Keep an eye out for this Ontario brewer as its momentum continues to build through a feel-good authentic approach.


This article appears in the October 2016 issue of strategy.

In a category where small brewers continue to be bought out by international conglomerates, this year, Beau’s put a stake in the ground for independence.

Over the next few decades, the roughly 150 employees at the Ottawa-area brewery will gradually buy back the company’s shares from the Beauchesne family, which founded the brewery, and other initial investors. This not only ensures the operation will retain its independence for the foreseeable future, but empowers its employees.

Since it was founded, Beau’s has grown at a compounded rate of 45% year-over-year.

Steve Beauchesne, Beau’s co-founder and CEO, says the brand planned “10 amazing things” to mark its 10th anniversary this year, but the buyback announcement was the most impactful. Some of those things have been quiet, like creating a new website and refreshing the familiar tractor logo.
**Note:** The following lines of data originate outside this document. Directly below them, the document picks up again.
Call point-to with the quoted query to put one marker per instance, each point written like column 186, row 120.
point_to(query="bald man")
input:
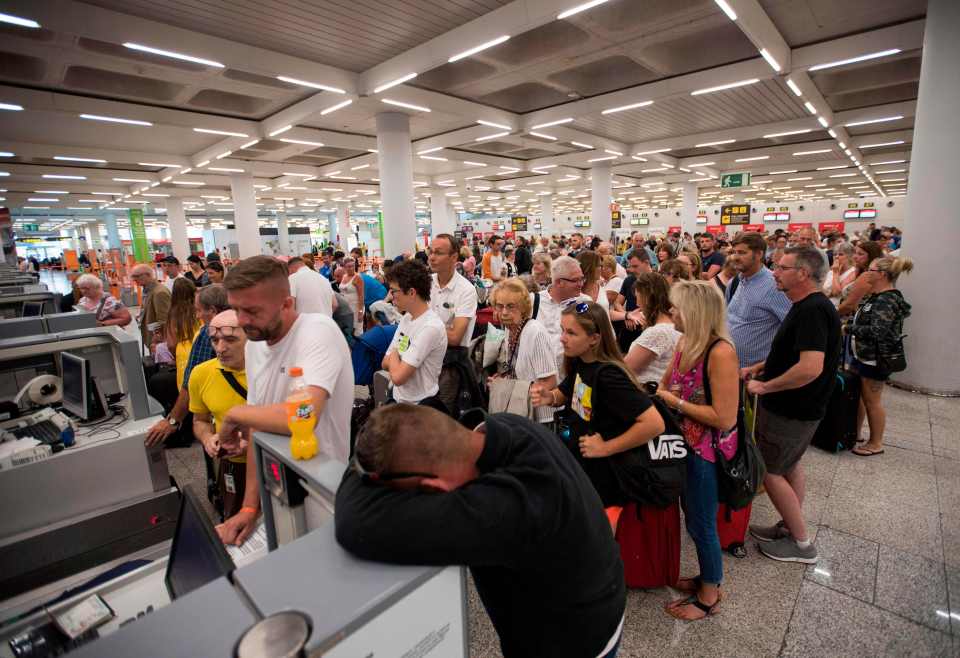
column 216, row 387
column 155, row 304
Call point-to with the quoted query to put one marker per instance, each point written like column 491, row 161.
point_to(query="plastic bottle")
column 301, row 417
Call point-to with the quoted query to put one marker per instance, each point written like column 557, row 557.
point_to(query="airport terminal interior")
column 141, row 140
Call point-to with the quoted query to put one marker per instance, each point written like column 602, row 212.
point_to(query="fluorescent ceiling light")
column 552, row 123
column 305, row 142
column 409, row 106
column 394, row 83
column 732, row 85
column 334, row 108
column 476, row 49
column 579, row 8
column 717, row 143
column 211, row 131
column 68, row 158
column 173, row 55
column 623, row 108
column 854, row 60
column 493, row 136
column 871, row 146
column 313, row 85
column 774, row 64
column 788, row 132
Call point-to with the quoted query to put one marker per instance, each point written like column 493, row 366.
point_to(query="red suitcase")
column 732, row 529
column 649, row 540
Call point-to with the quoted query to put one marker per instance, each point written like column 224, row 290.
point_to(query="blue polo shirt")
column 754, row 314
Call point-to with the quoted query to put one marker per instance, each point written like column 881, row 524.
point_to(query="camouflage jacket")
column 878, row 324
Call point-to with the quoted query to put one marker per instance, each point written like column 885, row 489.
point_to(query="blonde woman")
column 528, row 352
column 698, row 311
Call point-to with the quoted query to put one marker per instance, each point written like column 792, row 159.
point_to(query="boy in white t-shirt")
column 415, row 356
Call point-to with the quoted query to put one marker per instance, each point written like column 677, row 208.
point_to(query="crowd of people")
column 594, row 347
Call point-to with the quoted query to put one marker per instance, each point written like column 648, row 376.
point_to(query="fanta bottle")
column 301, row 417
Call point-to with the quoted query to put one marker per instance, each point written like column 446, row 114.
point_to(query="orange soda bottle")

But others have grabbed attention, like the announcement that it would begin distribution across Canada, or launching a pair of scholarships for students heading to Niagara College Teaching Brewery (one focused on diversity in brewing and the other on innovation).

The brewery was also named the official beer of the Ottawa 2017 anniversary celebrations, which will see it create 12 unique beers in collaboration with other breweries and personalities from across Canada. Beau’s is also partnering with an entrepreneur in Rwanda to help her develop a brewery completely owned and operated by women.

Lug-Tread MD

All of that is on top of the brewery’s regular activities, like releasing 50 brands every year (some of which are seasonals, others collaborations with artists or cultural events like the Polaris Music Prize, and all of which feature award-winning package design by a multi-person team led by in-house CD Jordan Bamforth), its frequent sponsorship of community events and fundraisers (it topped the half-million mark in charitable donations this year) and its continued commitment to all-natural, organic ingredients.

“I firmly believe beer tastes better when you can feel good about drinking it,” Beauchesne says. “All of our strategic decisions are geared around the idea that there’s a lot of good beer in the market, but when it comes down to choosing one over the other, we want to be the brewery you choose because you know [we're] doing good things you believe in as well.”

There’s a perception that craft beer drinkers are snobby, but Beauchesne says that is driven by a desire for authenticity and relevance, a target Beau’s needs to constantly hit as it grows. There’s also the matter of staying fresh to consumers constantly looking for what’s new.

“Making sure we’re constantly doing something different is our way of maintaining the relevance and never being the brewery that got too big to do what it does best,” he says.